How have the different global governance systems responded to this reality of accelerating pressure upon global societal stability? Some of them, namely the one represented by countries with substantial neoliberal policies like the United States, have incentivized a policy of willful negligence. The U.S. has shown a recidivist tendency on climate inaction, first abandoning the Kyoto climate protocol under Bush and then abandoning the Paris emissions pledge under Trump. And just because Biden has embraced the Paris treaty, doesn’t mean the systemic obstacles towards serious emissions reduction have gone away. Corporations are still the forces that define how American policy is designed. The same applies to all the other countries that are behind on their Paris pledges.

This systemically built-in nature of climate denial and climate inaction has impacted the way that we tend to talk about the climate crisis. The most common proposed term for the new environmental epoch that global warming has created is “the Anthropocene,” which implies that the central culprit for the crisis is the existence of human beings. This notion is a product of how the social system in which we live is fundamentally in conflict with the planet’s health. The true culprit is capitalism, the system that’s keeping industry such an antagonistic force towards the environment.

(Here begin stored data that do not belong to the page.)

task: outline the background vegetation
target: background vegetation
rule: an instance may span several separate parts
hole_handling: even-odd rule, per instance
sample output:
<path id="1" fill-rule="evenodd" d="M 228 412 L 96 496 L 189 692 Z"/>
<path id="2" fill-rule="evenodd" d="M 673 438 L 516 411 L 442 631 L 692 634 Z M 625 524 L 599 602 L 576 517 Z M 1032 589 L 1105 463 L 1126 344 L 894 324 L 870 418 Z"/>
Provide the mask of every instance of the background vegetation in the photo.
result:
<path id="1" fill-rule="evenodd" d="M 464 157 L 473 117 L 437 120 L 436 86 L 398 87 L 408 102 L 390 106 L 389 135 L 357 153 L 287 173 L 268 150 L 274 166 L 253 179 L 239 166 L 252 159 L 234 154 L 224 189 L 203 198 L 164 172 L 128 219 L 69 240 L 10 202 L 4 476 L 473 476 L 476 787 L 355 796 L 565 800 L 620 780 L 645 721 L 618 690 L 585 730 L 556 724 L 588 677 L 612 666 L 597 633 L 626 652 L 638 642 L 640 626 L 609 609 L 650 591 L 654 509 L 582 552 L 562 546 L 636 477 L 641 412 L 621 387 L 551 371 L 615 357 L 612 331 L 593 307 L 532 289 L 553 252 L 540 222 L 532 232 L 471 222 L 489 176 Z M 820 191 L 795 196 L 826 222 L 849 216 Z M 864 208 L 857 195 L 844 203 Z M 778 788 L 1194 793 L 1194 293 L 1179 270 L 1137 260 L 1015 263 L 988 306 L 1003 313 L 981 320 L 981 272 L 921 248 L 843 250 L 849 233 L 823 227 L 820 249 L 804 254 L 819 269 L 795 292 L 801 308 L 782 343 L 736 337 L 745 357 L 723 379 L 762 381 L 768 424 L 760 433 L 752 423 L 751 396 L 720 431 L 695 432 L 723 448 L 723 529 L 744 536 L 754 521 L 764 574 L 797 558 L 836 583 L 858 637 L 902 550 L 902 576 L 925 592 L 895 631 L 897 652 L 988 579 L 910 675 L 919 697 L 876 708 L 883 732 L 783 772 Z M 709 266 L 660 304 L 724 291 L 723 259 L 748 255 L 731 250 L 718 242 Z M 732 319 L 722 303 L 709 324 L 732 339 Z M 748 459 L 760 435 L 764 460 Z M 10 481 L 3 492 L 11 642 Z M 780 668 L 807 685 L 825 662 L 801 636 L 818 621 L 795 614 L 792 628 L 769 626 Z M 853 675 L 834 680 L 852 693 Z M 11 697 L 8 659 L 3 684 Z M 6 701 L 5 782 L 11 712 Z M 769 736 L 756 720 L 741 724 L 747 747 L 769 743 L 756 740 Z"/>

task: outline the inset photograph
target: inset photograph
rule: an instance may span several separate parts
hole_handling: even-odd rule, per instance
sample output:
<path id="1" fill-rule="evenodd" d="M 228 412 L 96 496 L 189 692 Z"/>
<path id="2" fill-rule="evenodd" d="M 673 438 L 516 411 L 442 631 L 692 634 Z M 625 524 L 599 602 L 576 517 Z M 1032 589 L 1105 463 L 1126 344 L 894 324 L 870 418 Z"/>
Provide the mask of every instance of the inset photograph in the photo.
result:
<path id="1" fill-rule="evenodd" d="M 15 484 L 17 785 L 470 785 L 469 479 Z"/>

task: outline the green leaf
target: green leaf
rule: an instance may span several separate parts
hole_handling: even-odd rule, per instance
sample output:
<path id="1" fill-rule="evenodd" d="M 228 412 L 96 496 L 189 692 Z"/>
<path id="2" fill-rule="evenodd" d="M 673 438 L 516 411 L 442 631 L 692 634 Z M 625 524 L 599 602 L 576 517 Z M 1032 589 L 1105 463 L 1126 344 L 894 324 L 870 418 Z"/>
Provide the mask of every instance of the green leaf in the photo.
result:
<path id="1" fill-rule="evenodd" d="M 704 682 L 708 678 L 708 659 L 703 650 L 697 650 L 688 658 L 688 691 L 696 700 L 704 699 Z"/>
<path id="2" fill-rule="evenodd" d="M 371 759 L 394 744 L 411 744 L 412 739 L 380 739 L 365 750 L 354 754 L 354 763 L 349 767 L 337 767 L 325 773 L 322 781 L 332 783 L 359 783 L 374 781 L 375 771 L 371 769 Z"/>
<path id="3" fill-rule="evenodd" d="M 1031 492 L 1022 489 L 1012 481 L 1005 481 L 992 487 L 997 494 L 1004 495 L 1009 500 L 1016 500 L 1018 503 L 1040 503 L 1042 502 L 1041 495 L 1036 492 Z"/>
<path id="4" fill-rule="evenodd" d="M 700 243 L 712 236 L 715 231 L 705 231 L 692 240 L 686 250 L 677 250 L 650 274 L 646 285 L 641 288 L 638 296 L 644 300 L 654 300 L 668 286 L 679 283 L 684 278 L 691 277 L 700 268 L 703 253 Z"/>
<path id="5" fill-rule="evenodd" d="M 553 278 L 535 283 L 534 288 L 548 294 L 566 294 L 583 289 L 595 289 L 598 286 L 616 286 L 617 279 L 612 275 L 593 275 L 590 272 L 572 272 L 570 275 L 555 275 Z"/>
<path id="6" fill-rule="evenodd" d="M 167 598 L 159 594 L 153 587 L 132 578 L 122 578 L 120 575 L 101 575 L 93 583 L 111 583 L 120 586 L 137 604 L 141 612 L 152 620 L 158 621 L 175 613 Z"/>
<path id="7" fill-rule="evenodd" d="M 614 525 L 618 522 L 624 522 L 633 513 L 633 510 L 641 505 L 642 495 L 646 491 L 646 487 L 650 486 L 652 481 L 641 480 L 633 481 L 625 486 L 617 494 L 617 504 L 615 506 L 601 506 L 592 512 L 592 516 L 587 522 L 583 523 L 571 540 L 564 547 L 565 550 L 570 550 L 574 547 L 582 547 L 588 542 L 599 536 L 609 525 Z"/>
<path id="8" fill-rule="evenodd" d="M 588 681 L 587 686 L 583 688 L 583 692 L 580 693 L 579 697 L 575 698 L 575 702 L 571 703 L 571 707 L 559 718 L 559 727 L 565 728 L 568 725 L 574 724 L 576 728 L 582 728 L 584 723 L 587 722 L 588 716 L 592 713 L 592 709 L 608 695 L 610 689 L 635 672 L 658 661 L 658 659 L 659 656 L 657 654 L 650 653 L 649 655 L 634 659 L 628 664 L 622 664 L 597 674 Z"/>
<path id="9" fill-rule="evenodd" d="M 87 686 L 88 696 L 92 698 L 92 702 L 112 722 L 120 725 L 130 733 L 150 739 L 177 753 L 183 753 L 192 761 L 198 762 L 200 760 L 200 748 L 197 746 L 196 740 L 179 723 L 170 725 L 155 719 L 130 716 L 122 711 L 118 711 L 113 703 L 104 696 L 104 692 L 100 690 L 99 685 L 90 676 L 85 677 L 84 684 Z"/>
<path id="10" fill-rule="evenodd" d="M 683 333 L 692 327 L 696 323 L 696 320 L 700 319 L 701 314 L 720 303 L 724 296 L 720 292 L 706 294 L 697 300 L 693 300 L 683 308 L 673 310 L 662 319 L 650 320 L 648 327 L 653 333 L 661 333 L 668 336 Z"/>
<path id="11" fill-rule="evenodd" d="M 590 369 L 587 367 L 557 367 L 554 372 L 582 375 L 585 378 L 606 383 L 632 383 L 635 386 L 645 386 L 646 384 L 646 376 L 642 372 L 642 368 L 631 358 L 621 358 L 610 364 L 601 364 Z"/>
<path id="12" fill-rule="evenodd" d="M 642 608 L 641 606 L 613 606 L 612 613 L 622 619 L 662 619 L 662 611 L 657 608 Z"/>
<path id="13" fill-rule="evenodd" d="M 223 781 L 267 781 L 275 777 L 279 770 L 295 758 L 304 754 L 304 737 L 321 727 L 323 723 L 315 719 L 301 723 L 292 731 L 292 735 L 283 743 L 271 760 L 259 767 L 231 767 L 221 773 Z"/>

Therefore a better term is “the Capitalocene.” Another proposed term is “the Eurocene,” which is supported by how capitalism originated in Europe. But this one is reductive, lacking the comprehensive applicability of “Capitalocene.” Its exclusive focus on Europe draws attention away from the other places that have adopted Europe’s imperialist extractive model, like most of North America, Australia and New Zealand, and Japan. As well as from the practical reality that capitalism, whether in Europe or elsewhere, must be developed beyond for the crisis to be solved.

It’s idealism to expect capitalism to simply disappear in full one day if we polemicize against it enough. Even after proletarian revolutions, a bourgeois class has often persisted within the countries where these revolutions have happened, as the transition to a classless society takes steps. The practicable solutions to the climate crisis are being demonstrated by the countries that have been fulfilling their Paris climate pledges, which mainly exist in Asia and are mainly ruled by communist parties. They’re the places where climate progress has become concentrated within for a reason: whereas global governance as the richest countries practice it is something that prioritizes profit over planet, in historically colonized countries the primary incentive is to reduce the existential threat which is global warming.

This is shown by how the PRC and its surrounding communist-governed states have been making unusual amounts of climate progress, and by how India is one of the few countries to fulfill its Paris pledges despite still being capitalist. From a Marxist perspective, the next step is to expand communist governance to more countries, but the moment for that will have to come in time. The optimistic takeaway from these events is that global governance can work at fighting the climate crisis, so long as a given government has material interests that incentivize it to go along with global climate goals.